耳垂裂は生まれつきである先天性のもの(先天性耳垂裂)と、外傷などによる後天性のもの(後天性耳垂裂)と、ふたつに分類されます。特に後天性のものが圧倒的に多く、ケガのケースもありますが、中でも多いのはピアス穴によるトラブルです。

ピアスによるトラブルには
・ピアスの穴がだんだんと長く伸びていって、最終的に耳たぶが裂けてしまう
・拡張器で変形してしまった
・ピアスを何かに引っ掛けて耳たぶが裂けてしまう
など様々な理由があります。
しかし一番多いのは、長期的に少しずつ裂けて、気付いたら裂けていたというケースです。

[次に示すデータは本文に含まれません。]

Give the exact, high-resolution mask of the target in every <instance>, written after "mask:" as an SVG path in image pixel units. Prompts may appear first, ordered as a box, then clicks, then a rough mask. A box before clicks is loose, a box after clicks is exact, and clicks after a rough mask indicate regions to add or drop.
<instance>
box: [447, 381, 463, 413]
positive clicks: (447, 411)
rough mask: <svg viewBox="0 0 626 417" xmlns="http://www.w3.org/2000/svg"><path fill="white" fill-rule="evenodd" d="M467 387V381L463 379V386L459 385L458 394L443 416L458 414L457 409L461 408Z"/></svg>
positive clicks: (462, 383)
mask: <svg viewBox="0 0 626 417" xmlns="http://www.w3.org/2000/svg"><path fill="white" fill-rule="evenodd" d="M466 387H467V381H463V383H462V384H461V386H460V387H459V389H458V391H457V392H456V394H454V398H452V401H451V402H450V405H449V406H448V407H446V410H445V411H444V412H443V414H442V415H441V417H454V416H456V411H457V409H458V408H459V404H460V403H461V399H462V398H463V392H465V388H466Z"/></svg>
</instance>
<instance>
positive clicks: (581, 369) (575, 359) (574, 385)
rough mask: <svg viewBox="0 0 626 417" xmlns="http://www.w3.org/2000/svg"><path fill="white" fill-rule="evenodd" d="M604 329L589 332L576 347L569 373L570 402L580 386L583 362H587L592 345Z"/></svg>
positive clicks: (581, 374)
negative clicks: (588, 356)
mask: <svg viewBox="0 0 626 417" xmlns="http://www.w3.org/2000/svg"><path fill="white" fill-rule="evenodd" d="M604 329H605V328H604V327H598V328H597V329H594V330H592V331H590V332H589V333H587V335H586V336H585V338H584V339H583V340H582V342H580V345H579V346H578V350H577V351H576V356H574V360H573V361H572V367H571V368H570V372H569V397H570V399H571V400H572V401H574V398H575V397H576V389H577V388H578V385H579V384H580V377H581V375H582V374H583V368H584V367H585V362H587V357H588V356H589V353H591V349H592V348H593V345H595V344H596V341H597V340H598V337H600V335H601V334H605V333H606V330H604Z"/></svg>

ピアスの穴で耳たぶが切れてしまった場合、耳垂裂を治療せずに放置しておくと傷口から細菌が繁殖し、赤く腫れ上がり、痛みを伴う恐れがあります。 そのままにしていると、切れてしまった部分は傷が治ったとしても皮膚で覆われてしまい(=瘢痕化)、治った傷口同士は再びくっついてはくれません。傷が落ち着いたとしても一度切れてしまった耳たぶが自然に治癒することはないので、受傷後はなるべく早めに医療機関を受診することをおすすめします。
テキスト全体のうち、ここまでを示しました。